Правда, у каждого в недрах грязного, вшивого тряпья должен храниться если не утерян - замусоленный документ, удостоверяющий, что предъявитель сего носит такую-то фамилию, имя, отчество, родился там-то, на основании такого-то решения сослан с лишением гражданских прав и конфискацией имущества. Но уже никого не заботило, что он, имярек, лишенец, адмовысланный, не доехал до места, никого не интересовало, что он, имярек, лишенец, нигде не живет, не работает, ничего не ест. Он выпал из числа людей.

Большей частью это раскулаченные мужики из-под Тулы, Воронежа, Курска, Орла, со всей Украины. Вместе с ними в наши северные места прибыло и южное словечко "куркуль".

Куркули даже внешне не походили на людей.

Одни из них - скелеты, обтянутые темной, морщинистой, казалось, шуршащей кожей, скелеты с огромными, кротко горящими глазами.

Другие, наоборот, туго раздуты - вот-вот лопнет посиневшая от натяжения кожа, телеса колышутся, ноги похожи на подушки, пристроченные грязные пальцы прячутся за наплывами белой мякоти.

И вели они себя сейчас тоже не как люди.

Кто-то задумчиво грыз кору на березовом стволе и взирал в пространство тлеющими, нечеловечьи широкими глазами.

Кто-то, лежа в пыли, источая от своего полуистлевшего тряпья кислый смрад, брезгливо вытирал пальцы с такой энергией и упрямством, что, казалось, готов был счистить с них и кожу.

Кто-то расплылся на земле студнем, не шевелился, а только клекотал и булькал нутром, словно кипящий титан.

А кто-то уныло запихивал в рот пристанционный мусорок с земли...

Больше всего походили на людей те, кто уже успел помереть.
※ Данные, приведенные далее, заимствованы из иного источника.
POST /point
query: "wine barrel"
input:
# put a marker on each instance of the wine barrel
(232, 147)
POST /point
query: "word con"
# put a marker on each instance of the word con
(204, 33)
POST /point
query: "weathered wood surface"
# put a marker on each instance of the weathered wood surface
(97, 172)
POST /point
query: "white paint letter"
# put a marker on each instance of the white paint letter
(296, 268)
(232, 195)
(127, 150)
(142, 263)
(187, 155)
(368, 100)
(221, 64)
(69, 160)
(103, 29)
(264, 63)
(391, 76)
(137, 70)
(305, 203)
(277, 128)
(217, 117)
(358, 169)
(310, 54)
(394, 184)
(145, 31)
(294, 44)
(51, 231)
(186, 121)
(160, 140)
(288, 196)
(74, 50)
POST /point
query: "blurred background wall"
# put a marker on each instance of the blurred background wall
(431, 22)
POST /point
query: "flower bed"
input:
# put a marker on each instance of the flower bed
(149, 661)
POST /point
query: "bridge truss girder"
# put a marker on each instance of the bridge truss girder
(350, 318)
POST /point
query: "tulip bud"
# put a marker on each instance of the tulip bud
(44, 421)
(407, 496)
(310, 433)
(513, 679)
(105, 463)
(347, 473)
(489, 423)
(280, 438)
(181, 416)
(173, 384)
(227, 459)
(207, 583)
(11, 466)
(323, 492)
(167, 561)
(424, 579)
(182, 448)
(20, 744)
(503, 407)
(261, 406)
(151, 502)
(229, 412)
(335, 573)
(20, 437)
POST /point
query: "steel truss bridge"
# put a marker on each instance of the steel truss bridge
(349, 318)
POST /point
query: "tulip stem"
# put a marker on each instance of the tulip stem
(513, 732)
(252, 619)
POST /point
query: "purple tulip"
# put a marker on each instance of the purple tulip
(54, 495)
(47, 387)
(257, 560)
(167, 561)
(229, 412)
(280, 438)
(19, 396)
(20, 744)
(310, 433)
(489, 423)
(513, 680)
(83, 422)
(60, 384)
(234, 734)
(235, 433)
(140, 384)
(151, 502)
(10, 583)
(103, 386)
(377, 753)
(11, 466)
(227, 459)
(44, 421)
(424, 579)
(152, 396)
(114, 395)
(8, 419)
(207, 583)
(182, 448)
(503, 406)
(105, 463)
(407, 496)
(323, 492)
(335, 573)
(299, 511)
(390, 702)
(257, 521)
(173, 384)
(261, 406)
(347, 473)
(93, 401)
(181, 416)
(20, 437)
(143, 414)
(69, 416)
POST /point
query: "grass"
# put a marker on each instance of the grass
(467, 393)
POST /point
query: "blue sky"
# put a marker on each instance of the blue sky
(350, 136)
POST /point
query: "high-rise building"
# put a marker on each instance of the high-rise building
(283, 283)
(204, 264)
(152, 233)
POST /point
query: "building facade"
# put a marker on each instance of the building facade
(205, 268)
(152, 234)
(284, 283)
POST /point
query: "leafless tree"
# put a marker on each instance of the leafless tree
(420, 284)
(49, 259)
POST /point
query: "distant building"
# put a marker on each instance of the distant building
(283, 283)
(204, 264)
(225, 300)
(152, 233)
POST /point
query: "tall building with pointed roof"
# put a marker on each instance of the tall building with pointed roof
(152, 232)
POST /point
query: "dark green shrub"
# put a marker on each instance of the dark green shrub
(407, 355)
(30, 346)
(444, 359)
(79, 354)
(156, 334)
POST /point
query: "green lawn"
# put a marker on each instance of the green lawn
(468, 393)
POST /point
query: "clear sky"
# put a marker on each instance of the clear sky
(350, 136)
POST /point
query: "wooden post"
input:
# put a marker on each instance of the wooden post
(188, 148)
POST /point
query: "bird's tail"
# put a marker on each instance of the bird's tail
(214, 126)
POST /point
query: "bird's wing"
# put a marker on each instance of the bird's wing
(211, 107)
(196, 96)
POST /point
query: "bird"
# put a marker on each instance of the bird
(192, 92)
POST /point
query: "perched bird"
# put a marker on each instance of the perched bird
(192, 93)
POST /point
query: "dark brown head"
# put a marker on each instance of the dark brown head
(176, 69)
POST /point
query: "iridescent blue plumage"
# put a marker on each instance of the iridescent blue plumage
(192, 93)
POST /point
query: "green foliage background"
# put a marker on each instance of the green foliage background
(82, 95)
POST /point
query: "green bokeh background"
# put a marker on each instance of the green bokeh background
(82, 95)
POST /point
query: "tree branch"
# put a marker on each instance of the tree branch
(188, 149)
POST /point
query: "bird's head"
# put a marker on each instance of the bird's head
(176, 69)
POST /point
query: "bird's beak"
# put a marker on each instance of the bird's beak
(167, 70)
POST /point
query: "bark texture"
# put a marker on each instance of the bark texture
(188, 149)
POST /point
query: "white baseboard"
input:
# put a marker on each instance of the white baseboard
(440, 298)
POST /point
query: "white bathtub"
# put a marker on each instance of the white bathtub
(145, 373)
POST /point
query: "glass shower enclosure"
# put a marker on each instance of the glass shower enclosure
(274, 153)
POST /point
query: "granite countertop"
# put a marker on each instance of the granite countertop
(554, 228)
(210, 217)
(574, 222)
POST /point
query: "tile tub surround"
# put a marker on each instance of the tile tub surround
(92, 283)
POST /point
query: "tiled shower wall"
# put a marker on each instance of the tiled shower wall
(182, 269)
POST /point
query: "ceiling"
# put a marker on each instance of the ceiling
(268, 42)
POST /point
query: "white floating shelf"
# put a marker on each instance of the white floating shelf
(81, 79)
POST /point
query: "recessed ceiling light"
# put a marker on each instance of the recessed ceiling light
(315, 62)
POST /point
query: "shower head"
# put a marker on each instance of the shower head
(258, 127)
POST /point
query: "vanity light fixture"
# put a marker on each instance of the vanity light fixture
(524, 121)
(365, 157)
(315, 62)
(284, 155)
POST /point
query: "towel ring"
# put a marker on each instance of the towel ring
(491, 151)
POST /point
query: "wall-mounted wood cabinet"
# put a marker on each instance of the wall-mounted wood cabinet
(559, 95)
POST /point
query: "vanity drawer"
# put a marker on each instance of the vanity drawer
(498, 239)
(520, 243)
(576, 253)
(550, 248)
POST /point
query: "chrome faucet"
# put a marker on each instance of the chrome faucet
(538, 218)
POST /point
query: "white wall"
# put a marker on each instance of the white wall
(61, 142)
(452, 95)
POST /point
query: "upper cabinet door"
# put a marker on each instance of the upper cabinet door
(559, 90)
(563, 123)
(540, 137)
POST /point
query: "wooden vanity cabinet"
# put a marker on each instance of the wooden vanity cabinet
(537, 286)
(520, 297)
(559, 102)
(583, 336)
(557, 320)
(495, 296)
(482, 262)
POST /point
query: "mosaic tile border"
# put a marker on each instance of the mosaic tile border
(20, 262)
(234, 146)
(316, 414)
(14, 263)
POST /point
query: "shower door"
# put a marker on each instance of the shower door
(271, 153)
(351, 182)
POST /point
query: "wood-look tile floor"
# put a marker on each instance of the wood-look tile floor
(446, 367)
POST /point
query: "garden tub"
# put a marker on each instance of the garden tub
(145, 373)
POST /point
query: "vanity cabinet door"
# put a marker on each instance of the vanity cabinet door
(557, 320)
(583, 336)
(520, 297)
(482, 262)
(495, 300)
Эти покойно лежали - спали.

Но перед смертью кто-нибудь из кротких, кто тишайше грыз кору, вкушал мусор, вдруг бунтовал - вставал во весь рост, обхватывал лучинными, ломкими руками гладкий, сильный ствол березы, прижимался к нему угловатой щекой, открывал рот, просторно черный, ослепительно зубастый, собирался, наверное, крикнуть испепеляющее проклятие, но вылетал хрип, пузырилась пена. Обдирая кожу на костистой щеке, "бунтарь" сползал вниз по стволу и... затихал насовсем.

Такие и после смерти не походили на людей - по-обезьяньи сжимали деревья.

Взрослые обходили скверик. Только по перрону вдоль низенькой оградки бродил по долгу службы начальник станции в новенькой форменной фуражке с кричаще красным верхом. У него было оплывшее, свинцовое лицо, он глядел себе под ноги и молчал.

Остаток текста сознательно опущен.